Job Description
Do you want to be part of an inclusive team that works to develop innovative therapies for patients? Every day, we are driven to develop and deliver innovative and effective new medicines to patients and physicians. If you want to be part of this exciting work, you belong to Astellas!
Astellas Pharma Inc. is a pharmaceutical company conducting business in more than 70 countries around the world. We are committed to turning innovative science into medical solutions that bring value and hope to patients and their families. Keeping our focus on addressing unmet medical needs and conducting our business with ethics and integrity enables us to improve the health of people throughout the world. For more information on Astellas, please visit our website at www.astellas.com .
This position is based in Bengaluru and might require some on-site work.
Astellas’ Global Capability Centres – Overview
Astellas’ Global Capability Centres (GCCs) are strategically located sites that give Astellas the ability to access talent across various functions in the value chain and to co-locate core capabilities that are currently dispersed. Our three GCCs are located in India, Poland and Mexico.
The GCCs will enhance our operational efficiency, resilience and innovation potential, enabling a timely response to changing business demands.
Our GCCs are an integral part of Astellas, guided by our shared values and behaviors, and are critical enablers of the company’s strategic priorities, sustainable growth, and commitment to turn innovative science into VALUE for patients.
Purpose and Scope:
The Databricks Developer is responsible for building and enhancing the data processing pipelines and distributed compute workloads that run on the Databricks Platform. This role focuses on writing scalable PySpark and SQL code, designing efficient Delta Lake data flows, and implementing reliable job orchestration patterns that support high volume, production grade data operations.
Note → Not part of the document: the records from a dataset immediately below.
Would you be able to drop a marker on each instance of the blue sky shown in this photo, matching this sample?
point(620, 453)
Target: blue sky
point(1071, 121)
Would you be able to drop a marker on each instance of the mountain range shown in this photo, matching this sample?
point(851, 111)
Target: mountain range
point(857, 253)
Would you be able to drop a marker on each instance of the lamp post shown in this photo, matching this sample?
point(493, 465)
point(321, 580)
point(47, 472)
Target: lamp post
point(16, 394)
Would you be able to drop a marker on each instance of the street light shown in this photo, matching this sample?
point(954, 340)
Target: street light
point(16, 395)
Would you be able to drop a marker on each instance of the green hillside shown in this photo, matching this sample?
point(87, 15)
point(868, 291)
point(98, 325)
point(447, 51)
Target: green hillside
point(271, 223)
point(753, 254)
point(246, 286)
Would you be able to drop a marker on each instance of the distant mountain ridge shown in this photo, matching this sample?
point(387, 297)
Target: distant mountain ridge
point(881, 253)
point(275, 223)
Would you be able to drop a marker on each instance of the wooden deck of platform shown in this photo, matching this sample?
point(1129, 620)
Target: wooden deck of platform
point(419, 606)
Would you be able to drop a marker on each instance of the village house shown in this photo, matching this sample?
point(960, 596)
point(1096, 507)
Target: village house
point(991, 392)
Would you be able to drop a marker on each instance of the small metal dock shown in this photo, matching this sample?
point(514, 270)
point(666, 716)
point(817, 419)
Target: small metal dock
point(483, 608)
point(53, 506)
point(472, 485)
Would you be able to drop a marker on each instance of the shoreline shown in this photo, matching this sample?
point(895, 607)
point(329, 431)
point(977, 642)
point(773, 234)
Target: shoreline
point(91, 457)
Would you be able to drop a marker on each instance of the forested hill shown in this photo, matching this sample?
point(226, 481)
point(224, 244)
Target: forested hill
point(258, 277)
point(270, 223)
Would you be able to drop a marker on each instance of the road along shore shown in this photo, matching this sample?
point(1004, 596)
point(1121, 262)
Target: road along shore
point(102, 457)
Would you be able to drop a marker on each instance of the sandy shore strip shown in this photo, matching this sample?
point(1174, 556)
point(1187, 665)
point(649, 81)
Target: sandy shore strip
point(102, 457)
You will work directly within Databricks notebooks and workflows to build ingestion and transformation logic, optimize cluster usage, and ensure pipelines meet performance, reliability, and cost expectations.
This position works closely with Data Engineers, Platform Engineering, and Data Science teams to translate technical requirements into well-structured data pipelines and automated jobs. The role involves debugging distributed compute issues, tuning Spark performance, enforcing coding and data quality standards, and integrating pipelines with CI/CD and monitoring tools. Your work ensures that downstream analytics, ML models, and business applications have access to accurate, timely, and well-organized data across the Astellas Data Platform.
Responsibilities and Accountabilities:
- Develop & Maintain Scalable Data Pipelines : Design, build, and optimize ETL/ELT pipelines using PySpark, Spark SQL, Auto Loader, and Delta Live Tables to support ingestion and transformation.
- Implement Robust Lakehouse Architecture: Design and enhance Medallion (Bronze/Silver/Gold) layers for data models, applying Delta Lake features such as schema evolution, CDF, Optimize, and Z Ordering to deliver performant, reliable, and cost efficient data layers.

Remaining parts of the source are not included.